That caused the giggling to escalate into hysterical laughter, which went on and on until he was alternately chortling and whooping for breath. When he finally recovered, he couldn't even remember what it was that was so damned funny.

Just like he couldn't remember why he felt so weird-- --Or how long he'd been lying there-- --Or why he was sleeping on top of the covers with all of his clothes on.

Time was drifting past, minutes or hours, and somehow that mattered, but he couldn't force his drug-overloaded mind to tell him why.

The room was getting cold. Out here in the West, it always got cold at night, even when the days were so hot that he wondered why his blood didn't sizzle away inside his skin. It was kind of like having summer and winter coming and going each day, instead of having them in seasons, the way they were back home in New York. If he had any brains, he would crawl under the covers before he froze, but that meant finding his body and figuring out how to move it. All that was far too much effort, so he just laid there and started to shiver. He really should have asked Mrs. Travis to close the window before she left.

<...Mrs. Travis...?>

A stab of fear penetrated his drugged confusion as he remembered the blonde woman as he had last seen her: hanging limply in a gunslinger's arms.

<Oh, God... What...?>

Dizzily, J.D. floundered onto his side, caught the bed post, and hung onto it in a death grip while he struggled to his feet. Standing was both easier and harder than it should have been--easier, because his side still didn't hurt, and harder because he seemed to be floating somewhere in midair, or maybe sinking into the carpet up to his knees with each step he took.
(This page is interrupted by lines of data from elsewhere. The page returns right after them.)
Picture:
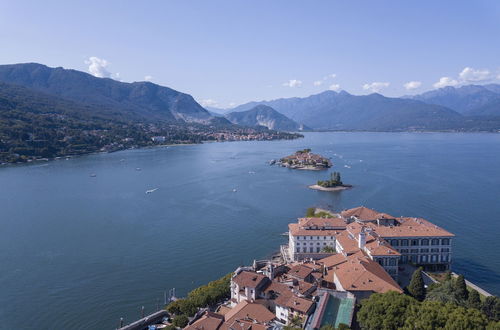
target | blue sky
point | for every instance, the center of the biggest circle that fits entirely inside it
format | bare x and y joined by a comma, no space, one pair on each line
229,52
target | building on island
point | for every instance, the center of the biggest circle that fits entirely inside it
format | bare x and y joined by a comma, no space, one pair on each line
329,265
386,239
310,236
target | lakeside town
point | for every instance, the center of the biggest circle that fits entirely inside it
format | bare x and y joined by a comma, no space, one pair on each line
304,160
357,269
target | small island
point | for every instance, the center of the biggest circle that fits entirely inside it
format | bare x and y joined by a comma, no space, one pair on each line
305,160
333,184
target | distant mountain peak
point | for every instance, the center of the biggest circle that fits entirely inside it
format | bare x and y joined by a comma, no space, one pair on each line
263,115
142,99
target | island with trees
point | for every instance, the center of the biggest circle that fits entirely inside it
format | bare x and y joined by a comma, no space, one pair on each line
333,184
305,160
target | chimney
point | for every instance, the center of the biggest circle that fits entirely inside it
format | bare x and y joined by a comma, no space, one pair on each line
362,239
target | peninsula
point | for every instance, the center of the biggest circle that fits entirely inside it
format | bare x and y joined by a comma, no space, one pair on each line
305,160
333,184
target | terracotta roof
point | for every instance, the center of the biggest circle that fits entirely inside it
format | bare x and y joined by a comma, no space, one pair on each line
299,304
249,311
333,260
365,214
243,325
249,279
348,242
360,273
379,247
296,230
304,287
300,271
209,321
336,223
411,227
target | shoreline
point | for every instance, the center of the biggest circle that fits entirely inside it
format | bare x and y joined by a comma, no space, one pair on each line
338,188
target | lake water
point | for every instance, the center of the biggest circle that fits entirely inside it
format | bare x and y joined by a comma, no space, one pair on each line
79,252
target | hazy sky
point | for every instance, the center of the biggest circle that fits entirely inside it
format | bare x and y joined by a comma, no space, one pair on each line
230,52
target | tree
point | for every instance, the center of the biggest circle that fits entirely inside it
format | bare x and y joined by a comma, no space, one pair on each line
461,288
310,212
385,310
180,321
417,286
491,307
444,292
327,327
474,300
436,315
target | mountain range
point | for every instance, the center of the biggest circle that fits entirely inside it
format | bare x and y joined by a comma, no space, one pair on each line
467,108
139,100
53,112
263,115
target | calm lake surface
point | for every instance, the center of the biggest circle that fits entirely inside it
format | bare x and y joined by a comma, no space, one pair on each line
79,252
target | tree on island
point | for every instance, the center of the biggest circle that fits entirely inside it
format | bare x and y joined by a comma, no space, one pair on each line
311,211
474,300
417,286
334,181
491,307
384,310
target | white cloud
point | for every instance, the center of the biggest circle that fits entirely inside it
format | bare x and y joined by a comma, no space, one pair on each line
97,67
445,81
293,83
375,86
330,76
334,87
469,74
412,85
209,103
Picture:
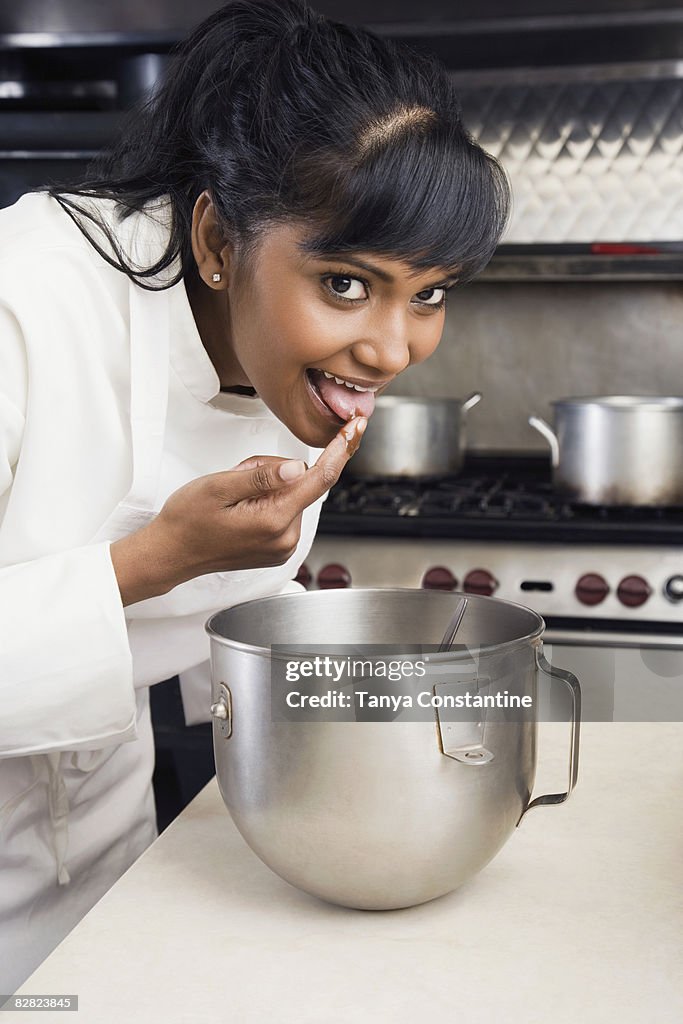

He leaned over the bed to grab his gunbelt and narrowly avoided going flat on his face again. It took him a dozen uncoordinated attempts to get the leather buckled around his waist. With one holster empty, it was an unbalanced, awkward weight. He thought about retrieving the second gun, but a glimmer of common sense made him leave it where it lay. If he tried to bend over that far, he'd fall, and probably never make it back to his feet.

He reached the door, fumbled it open, and staggered through. The hallway was nearly pitch black, the only light coming from one wall-mounted lamp set beside the stairway and the dim glow of the moonlit sky filtering in through a window at the end of the hall.

J.D. didn't so much walk to the stairs as slide, keeping the wall against one shoulder to support and guide him through darkness that was as much in his mind as in front of his eyes. A year seemed to pass before the stairwell dropped away in front of him like a cliff. For a moment, he just stood at the top of it, weaving back and forth while he tried to decide if he had it in him to descend.

He didn't have a choice. He was the only one who knew Mary was in trouble, therefore she was depending on him to help her. He made it down the first half-flight by clinging to the bannister, and the second by sitting on his tail and sliding, the way he used to like to do when he was a little kid. Once he reached the ground floor, he regained his feet then had to stop to rest. With his back pressed to the wall to keep himself upright, he dragged in deep gulps of air while he tried to work out what to do next.

The building around him was silent, the front desk abandoned for the night.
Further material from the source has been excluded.